For Case 2, suppose the resource does appear in a forward schedule or bids and is awarded A/ S capacity. In this case the resource is clearly participating in markets other than real- time, and the CAISO’s responsibility for start- up and minimum load costs would be limited to a pro rata share proportional the share of CAISO- dispatched energy in the resource’s total output over the commitment period. As in Case 1, energy bids would be mitigated if the resources is needed out of merit order for local reliability, but not for system imbalance needs.

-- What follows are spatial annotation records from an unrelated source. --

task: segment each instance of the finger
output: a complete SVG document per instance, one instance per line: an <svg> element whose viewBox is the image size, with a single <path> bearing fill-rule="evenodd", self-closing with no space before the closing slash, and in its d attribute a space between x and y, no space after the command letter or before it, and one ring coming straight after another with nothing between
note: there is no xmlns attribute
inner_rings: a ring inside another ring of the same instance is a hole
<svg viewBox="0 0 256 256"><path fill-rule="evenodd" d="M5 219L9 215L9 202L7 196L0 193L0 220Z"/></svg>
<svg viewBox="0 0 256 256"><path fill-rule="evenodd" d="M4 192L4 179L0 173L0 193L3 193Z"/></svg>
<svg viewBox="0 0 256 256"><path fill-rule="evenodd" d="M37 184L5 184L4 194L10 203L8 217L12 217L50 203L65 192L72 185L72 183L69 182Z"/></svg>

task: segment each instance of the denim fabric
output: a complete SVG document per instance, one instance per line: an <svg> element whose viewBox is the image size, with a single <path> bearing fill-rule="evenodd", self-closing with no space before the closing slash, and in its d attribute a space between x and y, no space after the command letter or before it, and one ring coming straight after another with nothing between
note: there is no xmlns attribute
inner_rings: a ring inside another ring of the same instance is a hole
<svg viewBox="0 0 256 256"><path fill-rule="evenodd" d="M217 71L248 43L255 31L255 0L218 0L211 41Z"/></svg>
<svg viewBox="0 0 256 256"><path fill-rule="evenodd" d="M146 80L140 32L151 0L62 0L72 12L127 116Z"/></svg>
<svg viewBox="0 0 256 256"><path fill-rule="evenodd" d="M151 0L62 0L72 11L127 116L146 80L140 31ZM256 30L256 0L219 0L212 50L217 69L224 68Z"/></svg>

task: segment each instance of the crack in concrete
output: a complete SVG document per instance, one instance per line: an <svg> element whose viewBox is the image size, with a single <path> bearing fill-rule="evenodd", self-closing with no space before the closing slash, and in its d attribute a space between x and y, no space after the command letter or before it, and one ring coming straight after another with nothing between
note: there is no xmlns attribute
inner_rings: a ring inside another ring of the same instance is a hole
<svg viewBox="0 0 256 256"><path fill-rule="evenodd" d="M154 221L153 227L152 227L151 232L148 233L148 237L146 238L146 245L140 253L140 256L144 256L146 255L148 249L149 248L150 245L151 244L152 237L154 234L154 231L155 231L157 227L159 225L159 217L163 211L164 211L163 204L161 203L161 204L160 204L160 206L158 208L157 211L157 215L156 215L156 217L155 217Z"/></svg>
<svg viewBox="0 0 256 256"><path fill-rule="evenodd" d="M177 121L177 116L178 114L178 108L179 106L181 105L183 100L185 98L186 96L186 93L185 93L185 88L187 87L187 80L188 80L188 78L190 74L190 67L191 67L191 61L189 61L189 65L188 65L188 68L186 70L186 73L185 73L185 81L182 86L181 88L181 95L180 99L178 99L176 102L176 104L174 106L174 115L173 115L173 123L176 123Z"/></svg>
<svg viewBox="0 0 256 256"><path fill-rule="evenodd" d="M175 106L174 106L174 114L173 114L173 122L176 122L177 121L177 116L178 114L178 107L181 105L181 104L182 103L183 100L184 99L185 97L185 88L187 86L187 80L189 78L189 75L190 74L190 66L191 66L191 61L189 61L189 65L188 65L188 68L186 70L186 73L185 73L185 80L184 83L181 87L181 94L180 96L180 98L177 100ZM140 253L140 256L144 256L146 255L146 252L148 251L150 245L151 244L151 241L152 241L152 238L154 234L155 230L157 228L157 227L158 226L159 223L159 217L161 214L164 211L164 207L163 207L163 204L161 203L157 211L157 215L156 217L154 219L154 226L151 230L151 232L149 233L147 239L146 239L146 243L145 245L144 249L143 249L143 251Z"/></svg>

Another issue to be examined is whether the CAISO ACAP procurement can replace the current RMR contracts for local reliability. At least under Option A above, the resources that are procured today under annual RMR contracts should be available for monthly procurement as ACAP, except perhaps for RMR Condition 2 resources.

In contrast, ACAP would probably not eliminate the need for Operating Reserves (O/R), since capacity available as ACAP would not all be 10-minute responsive as is required for Spinning and Non-spinning reserves. A separate procurement of O/ R would most likely continue under this proposal. ACAP may, however, eliminate the need for Replacement Reserve. This and other questions regarding changes to the A/ S markets are not yet addressed in detail in the present draft.

Day Ahead Energy Market

FERC’s December 19, 2001 order directed the CAISO to file a proposal for a day-ahead energy market by May 1. As discussed above, there are several options for how a day- ahead energy market may be structured and operated, and in any event some degree of day-ahead energy trading will need to occur as a consequence of improved congestion management. However, since the CAISO does not expect to be able to fully implement the proposed new congestion management approach by September 30, 2001, the CAISO may need to establish some mechanism to facilitate day- ahead energy trading among market participants by that date. The MD02 team does not yet have a proposal or a set of developed options to include in the present draft.